Australia would be better off if workers would die sooner. That seems to be the consensus of the country’s elite. But two reports released in November concluded that, given that older Australians can’t simply be killed off, the solution to the “problem” of increased life expectancy is for most of us to work harder and longer.

The Productivity Commission and Grattan Institute reports each recommended lifting to 70 the age at which people can access the age pension and expanding the GST to include fresh food, health and education. They also propose to force pensioners to mortgage or hand over the equity in their homes to help cover aged care costs.

The Productivity Commission predicts that lifting the eligibility age of the pension will allow the government to pocket $150 billion over 50 years and increase the workforce participation rate of older workers from 3 percent to 10 percent.

In early November, the Coalition axed government contributions to the superannuation funds of workers earning less than $37,000 a year.
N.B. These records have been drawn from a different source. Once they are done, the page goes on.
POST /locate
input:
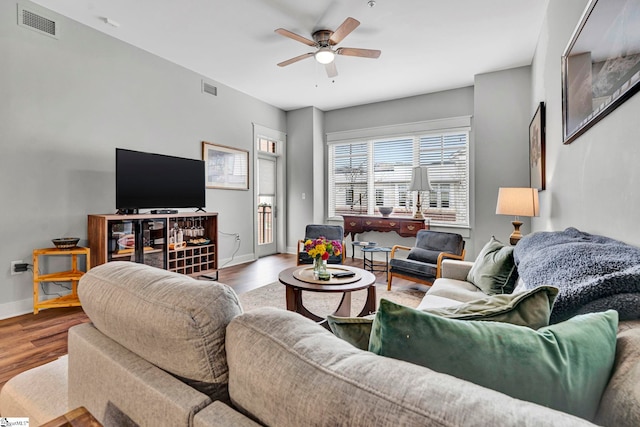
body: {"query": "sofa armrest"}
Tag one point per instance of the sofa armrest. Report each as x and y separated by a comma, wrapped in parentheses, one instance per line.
(398, 248)
(120, 388)
(455, 269)
(621, 399)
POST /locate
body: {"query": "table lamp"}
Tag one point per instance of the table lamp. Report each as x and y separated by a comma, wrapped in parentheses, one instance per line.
(518, 201)
(419, 182)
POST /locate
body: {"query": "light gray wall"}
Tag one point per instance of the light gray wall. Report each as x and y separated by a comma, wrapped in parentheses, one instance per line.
(500, 149)
(300, 163)
(592, 183)
(450, 103)
(67, 103)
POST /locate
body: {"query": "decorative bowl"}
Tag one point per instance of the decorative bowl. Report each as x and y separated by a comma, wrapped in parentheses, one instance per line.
(66, 242)
(385, 210)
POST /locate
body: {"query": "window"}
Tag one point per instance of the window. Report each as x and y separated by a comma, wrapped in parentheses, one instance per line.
(379, 170)
(267, 145)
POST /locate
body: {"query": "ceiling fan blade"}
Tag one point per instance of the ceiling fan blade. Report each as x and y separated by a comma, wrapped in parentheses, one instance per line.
(343, 30)
(363, 53)
(295, 36)
(331, 69)
(296, 59)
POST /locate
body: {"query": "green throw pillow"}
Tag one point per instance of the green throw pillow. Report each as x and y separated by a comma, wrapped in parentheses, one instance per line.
(494, 271)
(531, 308)
(565, 366)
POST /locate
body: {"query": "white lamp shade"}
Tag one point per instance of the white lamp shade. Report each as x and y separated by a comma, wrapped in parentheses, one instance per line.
(518, 201)
(325, 55)
(420, 179)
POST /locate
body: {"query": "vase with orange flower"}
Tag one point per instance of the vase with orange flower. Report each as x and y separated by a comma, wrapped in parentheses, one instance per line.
(320, 249)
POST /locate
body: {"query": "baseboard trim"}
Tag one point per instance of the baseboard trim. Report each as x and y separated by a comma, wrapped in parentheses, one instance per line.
(237, 260)
(16, 308)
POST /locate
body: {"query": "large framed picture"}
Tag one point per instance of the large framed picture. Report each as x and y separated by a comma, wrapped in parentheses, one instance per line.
(537, 153)
(225, 167)
(601, 64)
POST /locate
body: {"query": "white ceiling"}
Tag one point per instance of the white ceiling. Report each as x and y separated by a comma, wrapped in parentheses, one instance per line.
(427, 45)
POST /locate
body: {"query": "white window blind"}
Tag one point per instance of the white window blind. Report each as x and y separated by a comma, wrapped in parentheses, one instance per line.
(365, 174)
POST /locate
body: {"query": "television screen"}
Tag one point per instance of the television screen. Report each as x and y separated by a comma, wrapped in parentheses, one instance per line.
(147, 180)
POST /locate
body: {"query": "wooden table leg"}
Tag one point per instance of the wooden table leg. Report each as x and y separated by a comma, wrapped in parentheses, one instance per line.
(344, 309)
(291, 298)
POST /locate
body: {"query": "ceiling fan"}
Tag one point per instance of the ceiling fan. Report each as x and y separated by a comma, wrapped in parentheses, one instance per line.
(324, 41)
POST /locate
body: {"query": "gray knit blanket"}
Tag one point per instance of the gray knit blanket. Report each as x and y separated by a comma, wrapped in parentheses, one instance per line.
(593, 273)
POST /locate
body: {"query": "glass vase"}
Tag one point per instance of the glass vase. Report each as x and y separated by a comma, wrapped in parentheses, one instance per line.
(320, 269)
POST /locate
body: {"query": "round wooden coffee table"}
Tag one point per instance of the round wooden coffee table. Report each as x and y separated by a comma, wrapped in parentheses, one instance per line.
(298, 279)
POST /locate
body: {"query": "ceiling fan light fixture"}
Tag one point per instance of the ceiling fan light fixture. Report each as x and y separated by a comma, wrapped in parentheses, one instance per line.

At the same time, it announced it was scrapping a proposed tax on the funds of superannuants earning more than $100,000 a year from their funds. The Treasury’s own figures show that, in 2012-13, just under a third of the value of all available tax concessions went to the top 10 percent of superannuation holders.

Both the Productivity Commission and Grattan Institute reports cite increased expenditure on health and the age pension as the main pressure on the budget. The Grattan Institute report claims to have examined all “realistic reforms” that would contribute $2 billion a year or more to the federal budget.

What about abolishing subsidies to the wealthiest 10 percent of superannuants? Ditching these handouts would save $15 billion a year. Removing tax loopholes like negative gearing would save billions more.

What’s more, absent from most commentary is any acknowledgement that rich people live longer than workers. A Sydney University study, “Death, Dollars and Degrees”, in 2011 showed that the richest 20 percent of the population live on average six years longer than the poorest 20 percent.

Criticising a similar proposal in the US, Nobel laureate Paul Krugman wrote in the New York Times: “[Y]ou’re going to tell janitors to work until they’re 70 because lawyers are living longer than ever.”